Malgré l'engouement pour les images de la modernité, les partisans d'une modernisation nuancée du centre ancien, parviennent à sensibiliser les autorités.

Il n'y aura pas de tabula rasa sur la ville ancienne. Cependant, le manque d'expérience, la rigidité des concepts, le rejet de l'héritage culturel ancien, sont peu propices à l'émergence de projets urbains imaginatifs et souples que la mutation de la ville exige. Pour empêcher l'irrémédiable, plusieurs mesures de protection sont bientôt appliquées inspirées par l'architecte Zhang Zugang qui proposera au début des années 2000 trois zones de protection :

- Zone 1, les sites historiques (Cité impériale, Temple du ciel, monuments historiques ainsi que le quartier de Shishahai) seront préservés, l'habitat ancien réhabilité, les nouvelles construction limitées à 9 m et le coefficient d'occupation du sol maintenu entre 0,5 et 0,6.

- Zone 2, dans la ville intérieure, certains quartiers conservent "l'aspect traditionnel" tandis que d'autres sont rénovés, la hauteur des constructions étant limitée à 18 m.

- Zone 3, les quartiers de troisième zone pourront être modernisés à l'exception des monuments classés et de leur environnement immédiat. La hauteur des constructions serait limitée à 15 étages.

À l'extérieur de la vieille ville, la hauteur n'est pas réglementée. L'idée de déplacer le siège du gouvernement, la "Nouvelle Cité interdite", et de rendre au public les Lacs du sud et du milieu, est sans doute la plus spectaculaire des mesures proposées.

Si l'annonce de ces mesures permet de réaliser une unanimité de façade, elle donne en fait lieu à des interprétations très opposées. Pour sa part, l'architecte en chef Zhang Bo, qui fut l'auteur du projet d'agrandissement de la Place Tian'an men considère que dans le centre ancien, la ville future devrait, mis à part les sites sauvegardés, comporter deux tiers d'immeubles de 5 étages et un tiers de 10 à 15 étages. D'autres architectes plus attentifs à la forme urbaine refusent cette approche quantitative, mais leur influence est difficile à mesurer. Elle se concrétise dans une opération de logement collectif autour de cours carrées, juer hutong, que l'architecte Wu Liangyong parvient à édifier. Il s'agit d'un petit quartier cumulant les avantages respectifs de l'immeuble collectif (densité élevée, faible coût, facilité d'entretien) et de la maison à cour carrée (rapport dedans/dehors, équilibre entre vie communautaire et intimité…).

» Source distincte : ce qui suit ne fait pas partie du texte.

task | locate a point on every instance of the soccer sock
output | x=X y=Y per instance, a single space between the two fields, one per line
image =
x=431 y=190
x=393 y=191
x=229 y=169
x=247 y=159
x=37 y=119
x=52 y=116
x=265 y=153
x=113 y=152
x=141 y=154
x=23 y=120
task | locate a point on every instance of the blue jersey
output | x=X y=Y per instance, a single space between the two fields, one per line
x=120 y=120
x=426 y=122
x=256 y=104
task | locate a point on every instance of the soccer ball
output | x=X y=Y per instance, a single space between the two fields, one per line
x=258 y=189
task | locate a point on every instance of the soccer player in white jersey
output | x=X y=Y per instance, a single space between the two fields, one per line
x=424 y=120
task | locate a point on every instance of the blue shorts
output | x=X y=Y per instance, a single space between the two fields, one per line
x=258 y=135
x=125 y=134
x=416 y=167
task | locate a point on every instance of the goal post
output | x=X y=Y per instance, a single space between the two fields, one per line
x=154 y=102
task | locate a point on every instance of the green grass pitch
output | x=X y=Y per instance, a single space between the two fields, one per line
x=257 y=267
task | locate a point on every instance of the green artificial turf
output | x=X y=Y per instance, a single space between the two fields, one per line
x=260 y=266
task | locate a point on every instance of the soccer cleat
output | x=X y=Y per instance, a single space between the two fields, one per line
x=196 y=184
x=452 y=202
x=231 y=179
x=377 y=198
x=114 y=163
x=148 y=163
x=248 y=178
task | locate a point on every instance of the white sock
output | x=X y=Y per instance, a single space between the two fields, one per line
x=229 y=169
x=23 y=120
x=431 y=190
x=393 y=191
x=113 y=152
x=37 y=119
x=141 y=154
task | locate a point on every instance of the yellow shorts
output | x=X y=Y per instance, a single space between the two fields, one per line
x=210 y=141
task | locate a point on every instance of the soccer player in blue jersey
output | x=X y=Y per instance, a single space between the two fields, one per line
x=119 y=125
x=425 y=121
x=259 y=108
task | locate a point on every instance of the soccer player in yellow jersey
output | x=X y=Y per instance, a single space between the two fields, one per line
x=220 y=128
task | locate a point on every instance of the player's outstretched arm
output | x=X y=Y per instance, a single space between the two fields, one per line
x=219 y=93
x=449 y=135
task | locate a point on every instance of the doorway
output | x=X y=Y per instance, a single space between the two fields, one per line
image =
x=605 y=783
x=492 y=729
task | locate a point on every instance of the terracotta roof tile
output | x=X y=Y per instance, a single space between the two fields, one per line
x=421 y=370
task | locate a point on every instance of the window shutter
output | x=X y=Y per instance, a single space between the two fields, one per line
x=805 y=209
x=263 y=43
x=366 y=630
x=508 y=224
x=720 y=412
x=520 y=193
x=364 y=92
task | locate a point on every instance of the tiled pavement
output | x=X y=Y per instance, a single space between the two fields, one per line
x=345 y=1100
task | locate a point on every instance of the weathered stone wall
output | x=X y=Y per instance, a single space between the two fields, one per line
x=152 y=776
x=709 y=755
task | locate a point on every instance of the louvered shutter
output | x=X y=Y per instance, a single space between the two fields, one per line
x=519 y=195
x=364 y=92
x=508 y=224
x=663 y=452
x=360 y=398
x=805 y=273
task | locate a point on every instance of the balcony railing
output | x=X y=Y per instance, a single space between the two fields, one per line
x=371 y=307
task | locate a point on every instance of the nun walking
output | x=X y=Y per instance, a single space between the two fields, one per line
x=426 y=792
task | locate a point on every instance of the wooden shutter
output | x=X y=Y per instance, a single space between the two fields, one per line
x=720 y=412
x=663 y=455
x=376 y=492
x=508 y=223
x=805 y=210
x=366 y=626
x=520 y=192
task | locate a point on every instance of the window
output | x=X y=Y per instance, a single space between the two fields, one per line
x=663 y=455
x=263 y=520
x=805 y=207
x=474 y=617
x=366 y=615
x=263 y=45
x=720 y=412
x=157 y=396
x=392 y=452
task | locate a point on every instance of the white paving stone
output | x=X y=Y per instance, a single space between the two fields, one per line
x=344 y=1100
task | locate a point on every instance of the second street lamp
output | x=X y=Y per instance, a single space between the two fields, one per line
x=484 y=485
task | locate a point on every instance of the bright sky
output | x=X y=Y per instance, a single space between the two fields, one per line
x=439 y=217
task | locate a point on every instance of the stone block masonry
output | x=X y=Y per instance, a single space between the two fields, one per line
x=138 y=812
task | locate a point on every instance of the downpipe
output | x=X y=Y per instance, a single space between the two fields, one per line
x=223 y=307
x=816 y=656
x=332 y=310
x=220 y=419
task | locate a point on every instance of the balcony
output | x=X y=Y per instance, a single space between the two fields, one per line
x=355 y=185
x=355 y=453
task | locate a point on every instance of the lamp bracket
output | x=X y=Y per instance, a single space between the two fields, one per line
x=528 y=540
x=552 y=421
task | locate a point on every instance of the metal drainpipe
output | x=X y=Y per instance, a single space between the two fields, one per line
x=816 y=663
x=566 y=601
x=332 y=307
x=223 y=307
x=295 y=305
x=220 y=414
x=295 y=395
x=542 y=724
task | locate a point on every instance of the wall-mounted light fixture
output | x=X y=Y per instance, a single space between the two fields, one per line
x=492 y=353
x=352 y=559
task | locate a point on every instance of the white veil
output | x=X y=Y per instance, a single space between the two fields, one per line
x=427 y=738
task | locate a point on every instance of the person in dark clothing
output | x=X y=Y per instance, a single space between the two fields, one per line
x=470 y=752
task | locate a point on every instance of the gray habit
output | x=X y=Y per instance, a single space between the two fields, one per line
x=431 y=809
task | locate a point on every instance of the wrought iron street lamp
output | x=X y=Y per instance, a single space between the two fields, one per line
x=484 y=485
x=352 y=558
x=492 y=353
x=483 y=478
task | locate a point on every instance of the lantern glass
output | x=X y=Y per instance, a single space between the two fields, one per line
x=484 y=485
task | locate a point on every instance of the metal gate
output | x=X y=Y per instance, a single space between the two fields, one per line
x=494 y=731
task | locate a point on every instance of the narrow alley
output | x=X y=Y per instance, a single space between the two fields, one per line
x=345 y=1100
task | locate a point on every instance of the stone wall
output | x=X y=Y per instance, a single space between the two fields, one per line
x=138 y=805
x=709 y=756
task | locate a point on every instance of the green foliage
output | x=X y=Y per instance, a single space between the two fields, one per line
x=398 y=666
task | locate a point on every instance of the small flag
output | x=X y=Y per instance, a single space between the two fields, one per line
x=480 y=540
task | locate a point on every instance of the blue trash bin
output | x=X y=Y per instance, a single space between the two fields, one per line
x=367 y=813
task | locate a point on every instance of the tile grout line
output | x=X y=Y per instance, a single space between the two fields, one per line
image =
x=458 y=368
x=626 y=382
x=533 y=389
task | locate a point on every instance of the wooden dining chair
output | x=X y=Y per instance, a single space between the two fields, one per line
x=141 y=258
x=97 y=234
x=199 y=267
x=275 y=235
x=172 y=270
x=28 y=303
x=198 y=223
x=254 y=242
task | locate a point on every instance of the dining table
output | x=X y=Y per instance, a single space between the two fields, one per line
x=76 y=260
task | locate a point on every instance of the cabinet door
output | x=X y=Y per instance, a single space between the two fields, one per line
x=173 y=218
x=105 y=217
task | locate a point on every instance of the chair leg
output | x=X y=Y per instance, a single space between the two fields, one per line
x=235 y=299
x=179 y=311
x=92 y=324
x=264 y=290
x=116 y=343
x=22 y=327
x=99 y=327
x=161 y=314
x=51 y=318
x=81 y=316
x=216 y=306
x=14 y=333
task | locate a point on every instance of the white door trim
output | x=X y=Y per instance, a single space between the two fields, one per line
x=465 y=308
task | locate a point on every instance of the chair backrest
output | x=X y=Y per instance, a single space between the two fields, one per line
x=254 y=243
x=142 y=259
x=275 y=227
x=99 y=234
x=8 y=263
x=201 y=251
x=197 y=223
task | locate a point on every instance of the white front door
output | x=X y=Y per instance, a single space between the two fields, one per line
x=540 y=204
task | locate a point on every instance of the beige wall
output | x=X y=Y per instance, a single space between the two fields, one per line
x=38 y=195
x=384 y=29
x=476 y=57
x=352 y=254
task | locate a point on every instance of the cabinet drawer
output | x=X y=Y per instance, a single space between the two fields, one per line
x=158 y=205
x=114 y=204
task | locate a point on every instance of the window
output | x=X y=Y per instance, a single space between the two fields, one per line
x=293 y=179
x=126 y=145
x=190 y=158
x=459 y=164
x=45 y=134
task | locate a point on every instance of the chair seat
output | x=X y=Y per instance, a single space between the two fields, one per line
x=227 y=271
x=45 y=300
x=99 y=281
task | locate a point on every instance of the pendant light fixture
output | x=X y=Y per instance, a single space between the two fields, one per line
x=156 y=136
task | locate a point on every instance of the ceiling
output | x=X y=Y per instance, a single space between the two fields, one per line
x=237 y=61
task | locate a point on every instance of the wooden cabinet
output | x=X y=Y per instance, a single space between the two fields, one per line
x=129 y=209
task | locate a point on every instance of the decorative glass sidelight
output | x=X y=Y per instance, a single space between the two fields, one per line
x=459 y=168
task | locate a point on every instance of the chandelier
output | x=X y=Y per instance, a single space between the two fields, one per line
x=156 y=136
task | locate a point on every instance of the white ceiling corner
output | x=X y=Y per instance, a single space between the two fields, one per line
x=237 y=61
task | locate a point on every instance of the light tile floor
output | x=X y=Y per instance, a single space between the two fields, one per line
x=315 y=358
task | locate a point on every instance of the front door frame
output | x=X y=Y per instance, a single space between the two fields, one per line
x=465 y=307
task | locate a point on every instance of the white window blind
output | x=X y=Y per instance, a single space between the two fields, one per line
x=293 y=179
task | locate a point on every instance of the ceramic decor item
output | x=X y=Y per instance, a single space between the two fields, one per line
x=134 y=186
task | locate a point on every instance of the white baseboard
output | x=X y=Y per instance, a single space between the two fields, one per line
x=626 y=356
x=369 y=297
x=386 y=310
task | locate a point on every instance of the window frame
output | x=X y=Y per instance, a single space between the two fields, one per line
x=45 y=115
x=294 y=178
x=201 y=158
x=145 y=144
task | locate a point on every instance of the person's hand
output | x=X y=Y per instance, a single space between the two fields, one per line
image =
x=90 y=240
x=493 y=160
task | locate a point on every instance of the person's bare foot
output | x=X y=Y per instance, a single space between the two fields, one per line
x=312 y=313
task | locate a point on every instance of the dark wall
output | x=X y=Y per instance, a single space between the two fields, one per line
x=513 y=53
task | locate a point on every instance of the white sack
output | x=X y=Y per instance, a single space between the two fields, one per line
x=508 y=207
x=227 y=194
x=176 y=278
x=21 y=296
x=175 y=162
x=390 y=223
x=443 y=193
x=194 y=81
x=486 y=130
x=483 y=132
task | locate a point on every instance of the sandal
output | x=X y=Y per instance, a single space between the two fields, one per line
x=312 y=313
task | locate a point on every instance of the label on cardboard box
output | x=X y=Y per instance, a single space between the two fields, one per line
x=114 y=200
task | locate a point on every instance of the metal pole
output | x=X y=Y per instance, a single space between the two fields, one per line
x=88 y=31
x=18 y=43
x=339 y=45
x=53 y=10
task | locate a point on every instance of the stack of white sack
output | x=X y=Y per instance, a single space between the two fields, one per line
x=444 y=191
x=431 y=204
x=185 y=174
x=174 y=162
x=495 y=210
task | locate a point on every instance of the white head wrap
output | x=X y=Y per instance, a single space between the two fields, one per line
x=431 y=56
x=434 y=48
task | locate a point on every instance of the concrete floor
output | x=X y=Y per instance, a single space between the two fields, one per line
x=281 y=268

Le logement du grand nombre

Dans les années 80 le paysage urbain des Pékinois, ce sont les barres de logements collectifs en formidable augmentation non seulement dans la banlieue où plusieurs quartiers sont créés, mais aussi au centre où elles prolifèrent au détriment des quartiers anciens de maisons sur cour. Elles s'alignent avec sévérité le long des vastes avenues étudiées pour écouler rationnellement trois flux de circulation incessants : piétons, cyclistes, automobiles. Si le "mal des grands ensembles" n'a pas encore gagné Pékin, quelques signes avant-coureurs sont déjà perceptibles, tel le sentiment d'insécurité. Pour l'heure, "peu importe que la souris soit grise ou noire pourvu que le chat l'attrape". Cette célèbre formule de Deng Xiaoping s'applique alors au logement. On attend en effet de l'industrie du bâtiment qu'elle produise du logement en grande quantité et au meilleur prix, quel que soit le procédé utilisé. Malgré le "boom" de la construction, ceux à qui on attribue les appartements neufs font encore figure de privilégiés, tant la liste d'attente des candidats au logement est longue. L'architecture qui ne s'est pas encore relevée des dix années de révolution culturelle reste un luxe ; aussi il n'est pas étonnant que l'expression la plus achevée des nouveaux immeubles industrialisés se trouve dans le quartier que les autorités chinoises ont réservé aux résidents étrangers : Jianguo menwai, dont les tours de quinze étages couronnées d'une frise verdâtre dominent l'échangeur du boulevard périphérique. Ce symbole de "modernité" auquel les masses pékinoises sont supposées accéder un jour, est baptisé "ghetto" par nombre de ses habitants, parce qu'on y vit entre étrangers exclusivement.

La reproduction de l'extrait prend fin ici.